Penelitian Situs Trowulan Perlu Metode Strategi Baru

447

KAGAMA.CO, BULAKSUMUR – Penelitian  tentang situs Trowulan di Mojokerto, Jawa Timur perlu disegarkan kembali melalui pengkajian dengan perspektif baru. Mengingat, Trowulan merupakan situs arkeologis yang paling banyak diteliti namun fokus penelitian selalu berpijak dari temuan gerabahnya. Salah satu temuan yang perlu diteliti lebih masif adalah keberadaan kanal di sekeliling situs Trowulan.

Dosen Departemen Arkeologi Fakultas Ilmu Budaya (FIB) UGM J. Susetyo Edy Yuwono, M. Sc. menegaskan perlu  strategi penelitian tentang Trowulan terhadap aspek-aspek makro yang perlu disegarkan kembali, jangan terjebak pada penelitian yang parsial. Karena, dengan metode strategi gerabah yng dilakukan arkeolog selama ini, penelitian Trowulan tidak mengalami kemajuan atau hanya berjalan di tempat.

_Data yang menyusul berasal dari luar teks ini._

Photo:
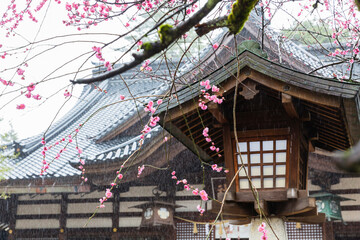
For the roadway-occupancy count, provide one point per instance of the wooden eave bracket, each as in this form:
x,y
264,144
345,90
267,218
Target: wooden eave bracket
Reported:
x,y
249,89
288,104
215,110
261,207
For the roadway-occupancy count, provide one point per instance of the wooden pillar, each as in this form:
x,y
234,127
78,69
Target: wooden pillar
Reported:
x,y
12,216
62,219
277,224
228,156
328,231
294,154
115,216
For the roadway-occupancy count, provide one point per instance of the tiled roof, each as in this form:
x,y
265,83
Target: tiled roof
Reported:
x,y
111,113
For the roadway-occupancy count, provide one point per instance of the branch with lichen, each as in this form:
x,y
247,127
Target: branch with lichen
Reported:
x,y
167,35
235,21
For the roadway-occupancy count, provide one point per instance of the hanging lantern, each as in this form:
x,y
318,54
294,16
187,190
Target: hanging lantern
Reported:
x,y
329,204
157,213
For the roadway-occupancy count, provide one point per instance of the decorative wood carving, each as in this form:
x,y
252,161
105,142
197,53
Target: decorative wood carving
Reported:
x,y
289,105
249,90
216,112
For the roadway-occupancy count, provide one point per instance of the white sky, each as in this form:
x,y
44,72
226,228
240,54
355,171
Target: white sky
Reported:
x,y
34,118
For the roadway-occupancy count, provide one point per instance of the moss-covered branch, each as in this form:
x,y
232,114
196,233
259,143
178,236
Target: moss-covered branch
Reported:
x,y
235,21
168,36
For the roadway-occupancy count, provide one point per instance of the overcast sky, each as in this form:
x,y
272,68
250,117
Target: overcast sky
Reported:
x,y
34,118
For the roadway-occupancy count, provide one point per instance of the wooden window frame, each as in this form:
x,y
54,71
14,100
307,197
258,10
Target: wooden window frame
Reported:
x,y
263,135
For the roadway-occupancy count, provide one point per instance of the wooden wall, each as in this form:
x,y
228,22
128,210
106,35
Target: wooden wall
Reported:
x,y
64,214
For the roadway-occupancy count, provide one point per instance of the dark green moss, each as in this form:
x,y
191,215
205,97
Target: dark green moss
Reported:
x,y
165,33
239,15
147,46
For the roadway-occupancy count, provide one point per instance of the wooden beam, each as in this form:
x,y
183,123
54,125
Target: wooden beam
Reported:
x,y
62,218
214,109
249,89
229,157
12,216
261,207
288,104
301,93
115,216
315,219
177,133
247,196
305,116
263,132
294,206
233,209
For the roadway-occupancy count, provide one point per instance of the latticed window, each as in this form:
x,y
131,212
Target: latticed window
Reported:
x,y
297,231
265,161
185,231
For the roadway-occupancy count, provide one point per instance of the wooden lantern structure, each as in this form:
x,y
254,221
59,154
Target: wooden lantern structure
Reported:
x,y
157,213
281,115
329,204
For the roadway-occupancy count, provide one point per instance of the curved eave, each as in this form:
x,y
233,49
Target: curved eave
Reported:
x,y
316,90
321,90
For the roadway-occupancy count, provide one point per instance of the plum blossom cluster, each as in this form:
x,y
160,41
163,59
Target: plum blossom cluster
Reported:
x,y
153,120
146,66
100,89
6,83
29,94
262,230
208,139
99,56
195,191
218,169
66,140
140,170
108,194
200,209
210,97
67,93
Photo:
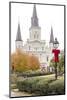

Gagasan tersebut disampaikan Susetyo dalam Seminar Peringatan 724 Tahun Majapahit yang diselenggarakan oleh Mandala Majapahit FIB UGM, Selasa (21/11/2017) di Gedung RM Margono Djojohadikusumo FIB UGM. Forum seminar yang dipandu Dr. Djoko Dwianto, M. Hum. itu menghadirkan narasumber Ir. Catrini Pratihari Kubontubuh, M. Arch. pada sesi pertama serta tiga narasumber di sesi kedua, yaitu Fahmi Prihantoro, S. S., S. H., M. A., Drs. Tjahjono Prasodjo, M. A. keduanya dosen Departemen Arkeologi FIB UGM, dan mantan Kepala Badan Pelestarian Cagar Budaya Jawa Timur Drs. M. Romli

“Pada 1983 ada temuan menyebutkan Majapahit sebuah pusat kerajaan yang memiliki kanal-kanal cukup besar yang terintegrasi pada kegiatan di masa Majapahit, terutama terkait perdagangan. Kanal  dibangun untuk menetapkan permukiman masyarakat bawah. Tapi, pada 2013 saya berpikir beda. Itu  bukan kanal dan mendapat tanggapan ramai. Sampai sekarang, yang terjadi di Trowulan, sebagian besar di Trowulan itu berada di lanskap kota masa lalu. Adanya kanal terkait kondisi lingkungan Trowulan yang dibentuk diawali dari selatan dalam membangun lanskap,” ungkapnya.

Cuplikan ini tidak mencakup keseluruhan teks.